Willkommen in meinem Literatursalon
Irmtraud_Gutschke

Lesen macht glücklich, weil es uns sagt, wer wir sind und wer wir sein wollen, weil wir über uns hinauswachsen, in fremder Haut erleben dürfen, was uns sonst verschlossen bliebe. Heutzutage scheinen wir ja in Informationen zu ertrinken und haben doch das Gefühl, dass uns Wichtiges fehlt. Was ich suche, sind Bücher, die in diesem Sinne nachdenklich machen, ja auch solche, von denen ein Leuchten ausgeht. Viele Jahrzehnte habe ich als Literaturredakteurin mit Hunderten, ja Tausenden von Texten zu tun gehabt, auch selber Bücher geschrieben. Die Neugier auf Neues will ich hier mit anderen teilen.
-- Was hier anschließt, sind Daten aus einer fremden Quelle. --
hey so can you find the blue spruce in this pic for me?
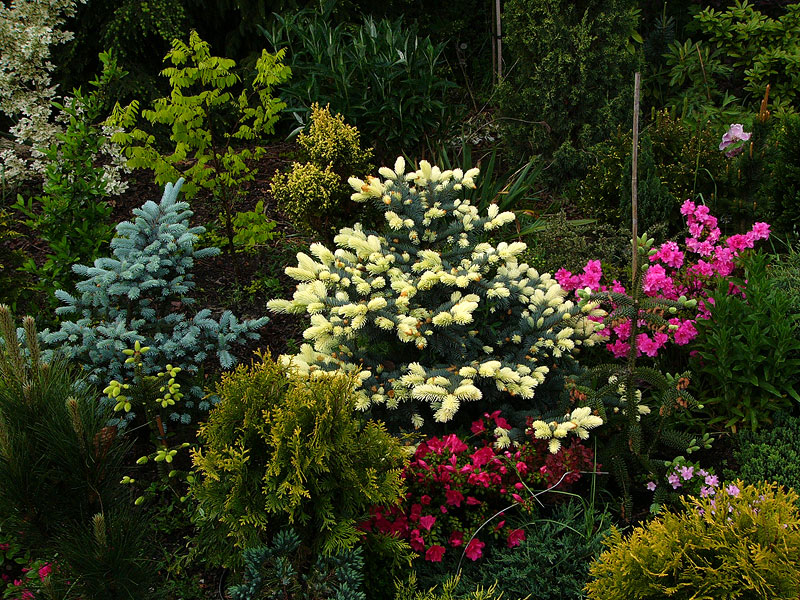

„literatursalon.online“: Stellen Sie sich vor, wir sind zusammen in einem schönen Saal, und Sie möchten von mir wissen, was sich zu lesen lohnt. Was interessiert Sie denn, frage ich zurück. Politische Sachbücher? Gute Romane und Erzählungen? Spannende Krimis? Bildbände, die man immer wieder betrachten möchte? Mit meiner Auswahl lade ich Sie zu Ihren eigenen Entdeckungen ein.

Irmtraud Gutschke

Wenn Sie mehr über mich erfahren wollen - meine Biografie, meine Bücher und Veranstaltungen - , schauen Sie auf meine Webseite www.irmtraud-gutschke.de

Russland-Kontainer

„Vaterland der Besonderheiten“

Der „Russland-Kontainer“ von Alexander Kluge ist durchstrahlt von „Innerem Licht“

Von Irmtraud Gutschke

Die „Russland-Liebe“ seiner Schwester Alexandra (1937-2017) habe ihn zu diesem Buch inspiriert, bekennt Alexander Kluge. Beide wurden sie in Halberstadt geboren und gingen dort zur Schule. Alexandra allerdings wurde noch von der DDR geprägt und lernte Russisch, während ihr älterer Bruder nach der Trennung der Eltern mit der Mutter nach Westberlin zog und dort sein Abitur machte. Im Buch steckt also auch eine deutsch-deutsche Geschichte, allerdings viel mehr als das. Es ist kein Sachbuch über Russland, eine Streitschrift gar für bessere bilaterale Beziehungen, doch wer derlei sucht, kann auch das im „Kontainer“ finden, muss aber tief graben und für Zwischentöne aufmerksam sein. Denn nur so lässt sich Alexander Kluges Arbeit genießen: Indem man seinen Assoziationen folgt. Indem man die abgezirkelten Wege rationaler Festlegungen verlässt, diesen umzäunten Gedankenpark, wo schon alles voraussehbar scheint wie in einem altbekannten Film mit Für und Wider als Rollenspiel. Raus aus diesem Szenario! Ins Weite, ins Unbekannte.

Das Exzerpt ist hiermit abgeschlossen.